In fact Eric points out that this is REQUIRED
Now, all this is very interesting, which is why I told you all about it. I could have just cut right to the chase, which is to say: the C# compiler by design never produces the same binary twice. The C# compiler embeds a freshly generated GUID in every assembly, every time you run it, thereby ensuring that no two assemblies are ever bit-for-bit identical. To quote from the CLI specification:

The Mvid column shall index a unique GUID […] that identifies this instance of the module. […] The Mvid should be newly generated for every module […] While the [runtime] itself makes no use of the Mvid, other tools (such as debuggers […]) rely on the fact that the Mvid almost always differs from one module to another.[/quote]

Thank you for this reference. I had completely missed the necessity for a compiler to use unique identifiers even if I routinely see the concept used in Web Edition control ID. That is a very obvious reason. And having a unique GUID makes perfect sense.

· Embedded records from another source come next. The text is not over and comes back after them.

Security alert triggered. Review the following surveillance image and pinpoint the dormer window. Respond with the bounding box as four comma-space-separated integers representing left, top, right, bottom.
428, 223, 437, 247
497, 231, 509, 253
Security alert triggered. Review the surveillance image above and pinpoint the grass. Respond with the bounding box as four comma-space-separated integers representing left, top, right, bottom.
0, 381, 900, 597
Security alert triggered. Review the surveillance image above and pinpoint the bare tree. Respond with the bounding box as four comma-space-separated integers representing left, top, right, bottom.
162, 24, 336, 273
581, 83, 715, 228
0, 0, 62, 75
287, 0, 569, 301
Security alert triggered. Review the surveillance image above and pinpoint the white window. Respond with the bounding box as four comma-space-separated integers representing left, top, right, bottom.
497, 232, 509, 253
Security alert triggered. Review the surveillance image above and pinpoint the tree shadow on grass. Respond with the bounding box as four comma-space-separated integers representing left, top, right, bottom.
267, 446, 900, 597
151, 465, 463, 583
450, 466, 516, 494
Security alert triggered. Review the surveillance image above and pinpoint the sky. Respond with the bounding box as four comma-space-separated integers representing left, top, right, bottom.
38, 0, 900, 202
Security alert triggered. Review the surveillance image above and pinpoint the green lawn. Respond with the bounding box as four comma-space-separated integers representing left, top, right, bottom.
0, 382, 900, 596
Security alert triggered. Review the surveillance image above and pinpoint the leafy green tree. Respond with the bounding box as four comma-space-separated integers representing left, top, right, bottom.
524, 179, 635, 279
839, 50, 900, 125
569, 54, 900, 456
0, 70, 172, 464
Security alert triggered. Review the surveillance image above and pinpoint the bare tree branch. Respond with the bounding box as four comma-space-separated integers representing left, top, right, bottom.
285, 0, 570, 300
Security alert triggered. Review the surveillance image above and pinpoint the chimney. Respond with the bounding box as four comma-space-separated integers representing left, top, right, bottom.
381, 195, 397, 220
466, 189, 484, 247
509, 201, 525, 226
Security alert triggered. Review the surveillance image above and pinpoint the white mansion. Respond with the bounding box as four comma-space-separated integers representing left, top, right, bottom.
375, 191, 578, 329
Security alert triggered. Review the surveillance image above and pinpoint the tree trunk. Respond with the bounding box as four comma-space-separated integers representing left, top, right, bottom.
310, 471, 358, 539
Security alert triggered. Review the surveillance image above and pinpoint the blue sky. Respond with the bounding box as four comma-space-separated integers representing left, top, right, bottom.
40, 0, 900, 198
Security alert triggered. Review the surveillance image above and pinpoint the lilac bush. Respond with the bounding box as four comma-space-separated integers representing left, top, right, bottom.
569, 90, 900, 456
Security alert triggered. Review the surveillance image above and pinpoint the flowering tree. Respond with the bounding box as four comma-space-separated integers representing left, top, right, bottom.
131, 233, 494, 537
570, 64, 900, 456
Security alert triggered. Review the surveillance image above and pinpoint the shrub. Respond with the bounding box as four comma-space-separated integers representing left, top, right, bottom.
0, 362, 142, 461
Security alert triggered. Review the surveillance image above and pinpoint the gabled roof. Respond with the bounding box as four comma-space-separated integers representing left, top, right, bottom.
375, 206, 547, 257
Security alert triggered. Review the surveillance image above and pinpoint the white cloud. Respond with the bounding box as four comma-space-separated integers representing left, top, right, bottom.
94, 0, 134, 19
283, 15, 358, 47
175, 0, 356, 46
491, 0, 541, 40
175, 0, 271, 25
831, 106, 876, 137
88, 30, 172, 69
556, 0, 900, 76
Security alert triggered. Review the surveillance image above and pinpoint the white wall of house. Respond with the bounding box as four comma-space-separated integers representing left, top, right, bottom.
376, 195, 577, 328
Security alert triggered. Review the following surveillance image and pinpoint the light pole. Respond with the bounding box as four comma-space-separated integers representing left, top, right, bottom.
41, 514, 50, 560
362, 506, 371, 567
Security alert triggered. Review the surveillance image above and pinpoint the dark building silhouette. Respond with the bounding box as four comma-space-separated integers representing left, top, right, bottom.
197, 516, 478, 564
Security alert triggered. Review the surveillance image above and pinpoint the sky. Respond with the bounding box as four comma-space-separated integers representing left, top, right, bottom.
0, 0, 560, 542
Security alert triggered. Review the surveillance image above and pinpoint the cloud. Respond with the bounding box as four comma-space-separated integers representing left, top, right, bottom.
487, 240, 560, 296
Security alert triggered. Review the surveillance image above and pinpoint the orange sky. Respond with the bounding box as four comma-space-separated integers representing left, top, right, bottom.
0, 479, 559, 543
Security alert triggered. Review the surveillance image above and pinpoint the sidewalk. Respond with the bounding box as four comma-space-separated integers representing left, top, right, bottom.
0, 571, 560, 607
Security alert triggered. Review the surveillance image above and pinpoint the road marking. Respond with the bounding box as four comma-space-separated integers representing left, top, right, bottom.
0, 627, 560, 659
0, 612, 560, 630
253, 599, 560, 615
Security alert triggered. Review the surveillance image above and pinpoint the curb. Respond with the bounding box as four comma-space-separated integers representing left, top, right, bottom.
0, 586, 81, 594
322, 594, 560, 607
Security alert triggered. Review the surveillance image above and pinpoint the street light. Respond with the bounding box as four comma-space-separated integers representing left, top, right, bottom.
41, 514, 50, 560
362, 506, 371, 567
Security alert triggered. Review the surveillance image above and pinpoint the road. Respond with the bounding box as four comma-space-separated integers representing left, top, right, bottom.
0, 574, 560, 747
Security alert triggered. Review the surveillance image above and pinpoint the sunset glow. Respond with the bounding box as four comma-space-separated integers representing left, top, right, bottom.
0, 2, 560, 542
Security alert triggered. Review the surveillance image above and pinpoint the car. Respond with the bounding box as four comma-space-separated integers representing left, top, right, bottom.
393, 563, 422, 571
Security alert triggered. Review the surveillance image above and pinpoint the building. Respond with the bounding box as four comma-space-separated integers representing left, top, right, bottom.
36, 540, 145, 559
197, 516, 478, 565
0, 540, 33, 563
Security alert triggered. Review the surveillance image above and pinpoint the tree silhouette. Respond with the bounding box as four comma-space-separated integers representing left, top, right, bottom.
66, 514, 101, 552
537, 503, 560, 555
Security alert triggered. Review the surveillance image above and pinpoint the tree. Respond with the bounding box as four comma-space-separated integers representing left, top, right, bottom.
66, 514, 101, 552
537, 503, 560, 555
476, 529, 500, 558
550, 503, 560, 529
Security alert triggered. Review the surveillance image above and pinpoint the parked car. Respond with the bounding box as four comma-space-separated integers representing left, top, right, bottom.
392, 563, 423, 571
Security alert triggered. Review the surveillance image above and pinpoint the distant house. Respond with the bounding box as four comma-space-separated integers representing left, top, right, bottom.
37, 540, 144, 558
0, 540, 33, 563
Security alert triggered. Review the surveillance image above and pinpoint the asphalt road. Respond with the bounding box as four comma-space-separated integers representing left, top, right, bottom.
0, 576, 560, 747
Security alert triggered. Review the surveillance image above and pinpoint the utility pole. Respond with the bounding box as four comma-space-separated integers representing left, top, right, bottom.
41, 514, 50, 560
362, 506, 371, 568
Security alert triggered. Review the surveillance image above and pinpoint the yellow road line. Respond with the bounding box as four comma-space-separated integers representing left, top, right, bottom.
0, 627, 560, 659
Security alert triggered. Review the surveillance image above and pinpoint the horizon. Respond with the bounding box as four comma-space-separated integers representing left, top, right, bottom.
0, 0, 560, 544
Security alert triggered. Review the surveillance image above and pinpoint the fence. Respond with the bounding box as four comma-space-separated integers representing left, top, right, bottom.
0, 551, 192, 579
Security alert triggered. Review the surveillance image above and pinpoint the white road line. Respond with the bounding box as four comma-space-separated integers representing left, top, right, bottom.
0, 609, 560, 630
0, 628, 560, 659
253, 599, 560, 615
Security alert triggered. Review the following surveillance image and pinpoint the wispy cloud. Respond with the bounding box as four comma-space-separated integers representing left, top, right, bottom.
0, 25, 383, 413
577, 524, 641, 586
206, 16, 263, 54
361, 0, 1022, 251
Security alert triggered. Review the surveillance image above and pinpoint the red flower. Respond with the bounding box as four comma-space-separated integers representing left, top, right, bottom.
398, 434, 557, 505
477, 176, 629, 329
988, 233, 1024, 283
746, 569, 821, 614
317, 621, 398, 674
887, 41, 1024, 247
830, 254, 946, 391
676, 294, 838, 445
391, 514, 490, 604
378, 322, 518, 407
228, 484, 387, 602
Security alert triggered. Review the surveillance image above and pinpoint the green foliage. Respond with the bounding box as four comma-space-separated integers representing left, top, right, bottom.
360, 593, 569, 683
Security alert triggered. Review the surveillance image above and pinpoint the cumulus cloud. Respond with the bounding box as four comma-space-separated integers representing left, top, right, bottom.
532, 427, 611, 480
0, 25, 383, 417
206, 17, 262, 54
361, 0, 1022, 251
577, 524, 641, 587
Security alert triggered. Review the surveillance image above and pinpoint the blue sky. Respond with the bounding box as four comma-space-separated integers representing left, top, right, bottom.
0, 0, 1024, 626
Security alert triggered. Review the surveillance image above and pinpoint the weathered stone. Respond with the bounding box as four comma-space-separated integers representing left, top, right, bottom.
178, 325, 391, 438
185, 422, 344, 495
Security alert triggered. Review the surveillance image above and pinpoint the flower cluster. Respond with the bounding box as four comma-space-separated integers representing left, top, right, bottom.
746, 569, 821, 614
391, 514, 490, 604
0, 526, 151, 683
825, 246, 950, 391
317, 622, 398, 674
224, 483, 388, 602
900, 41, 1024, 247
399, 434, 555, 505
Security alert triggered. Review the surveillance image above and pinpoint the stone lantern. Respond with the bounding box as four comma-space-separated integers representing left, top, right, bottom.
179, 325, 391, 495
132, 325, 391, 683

What is more interesting is this :
Moreover: let’s not forget here that it’s not the IL that runs; yet another compiler will translate the IL to machine code. The jitter certainly does not guarantee that jit compiling the same code twice produces the same machine code; the jitter can be using all kinds of runtime information to tweak the generated code to optimize it for size, for speed, for debuggability, and so on, at its whim.

Xojo does not seem to exhibit such variability. I built twice the same project and compared the two binary files with Hexedit ; One 16 bytes string at offset 04D6, and a 3 bytes string that looks very much like a build number at 19455 (0000030A and 00000615).